Considering the number of injuries that result from that every year, I'm surprised that safety marks on the glass aren't mandatory. Homeowners would probably object because of aesthetic considerations, though.
 

FAQ: Case of the exploding dinner glass

1. What caused the dinner glass to explode?

The most likely cause of the dinner glass exploding is a thermal shock. This occurs when there is a sudden change in temperature, causing the glass to expand and contract rapidly, leading to cracks and breakage. It could also be due to a defect in the glass or a buildup of pressure inside the glass.

2. Is it safe to use glassware for cooking and heating food?

Glassware is generally safe for cooking and heating food, as long as it is designed for that purpose and does not have any defects. However, it is important to follow the manufacturer's instructions and not subject the glass to extreme temperature changes.

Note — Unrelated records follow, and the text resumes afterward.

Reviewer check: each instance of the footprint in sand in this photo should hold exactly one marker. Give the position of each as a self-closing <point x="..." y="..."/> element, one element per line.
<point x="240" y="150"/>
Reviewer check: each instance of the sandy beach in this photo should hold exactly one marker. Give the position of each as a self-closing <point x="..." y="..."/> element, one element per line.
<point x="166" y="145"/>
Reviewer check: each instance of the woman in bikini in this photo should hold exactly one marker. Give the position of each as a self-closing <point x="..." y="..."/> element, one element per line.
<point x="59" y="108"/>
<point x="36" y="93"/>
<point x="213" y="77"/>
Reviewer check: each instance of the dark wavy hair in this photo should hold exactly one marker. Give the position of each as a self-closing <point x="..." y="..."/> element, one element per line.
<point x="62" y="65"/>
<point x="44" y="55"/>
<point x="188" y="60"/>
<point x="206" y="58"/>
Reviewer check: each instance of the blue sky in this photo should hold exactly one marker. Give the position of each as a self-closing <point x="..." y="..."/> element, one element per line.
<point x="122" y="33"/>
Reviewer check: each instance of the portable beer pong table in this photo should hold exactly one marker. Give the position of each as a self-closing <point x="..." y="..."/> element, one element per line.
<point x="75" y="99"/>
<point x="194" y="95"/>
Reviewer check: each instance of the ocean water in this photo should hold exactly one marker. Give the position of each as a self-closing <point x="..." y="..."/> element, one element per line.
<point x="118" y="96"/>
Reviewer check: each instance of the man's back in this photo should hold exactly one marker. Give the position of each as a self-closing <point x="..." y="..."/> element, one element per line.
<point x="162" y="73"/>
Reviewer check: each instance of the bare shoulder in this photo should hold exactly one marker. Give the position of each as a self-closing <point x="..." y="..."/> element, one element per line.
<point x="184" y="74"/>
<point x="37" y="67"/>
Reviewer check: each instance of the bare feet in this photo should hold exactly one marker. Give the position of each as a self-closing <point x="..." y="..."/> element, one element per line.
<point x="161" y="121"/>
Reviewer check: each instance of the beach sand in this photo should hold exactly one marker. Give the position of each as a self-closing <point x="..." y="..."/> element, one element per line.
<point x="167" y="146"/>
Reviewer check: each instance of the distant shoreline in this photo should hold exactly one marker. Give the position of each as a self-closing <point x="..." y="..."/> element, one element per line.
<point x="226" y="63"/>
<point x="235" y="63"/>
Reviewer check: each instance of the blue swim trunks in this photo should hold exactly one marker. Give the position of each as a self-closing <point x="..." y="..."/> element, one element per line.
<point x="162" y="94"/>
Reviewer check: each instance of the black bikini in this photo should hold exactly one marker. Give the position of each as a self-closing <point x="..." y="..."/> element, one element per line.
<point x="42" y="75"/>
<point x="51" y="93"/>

3. Can this happen with other types of glassware?

Yes, this can happen with any type of glassware, including drinking glasses, baking dishes, and even glass cookware. It is important to handle all glassware with care and avoid sudden temperature changes.

4. Can I prevent my dinner glass from exploding?

There are a few things you can do to reduce the risk of your dinner glass exploding. Avoid subjecting it to sudden temperature changes, such as placing it directly from the fridge to the oven. Also, check for any defects or scratches on the glass before using it and handle it gently.

5. What should I do if my dinner glass explodes?

If your dinner glass explodes, it is important to handle the situation carefully. Wear gloves and protective eyewear to avoid any injuries from the broken glass. Clean up the area thoroughly and dispose of the broken glass properly. If there are any injuries, seek medical attention immediately.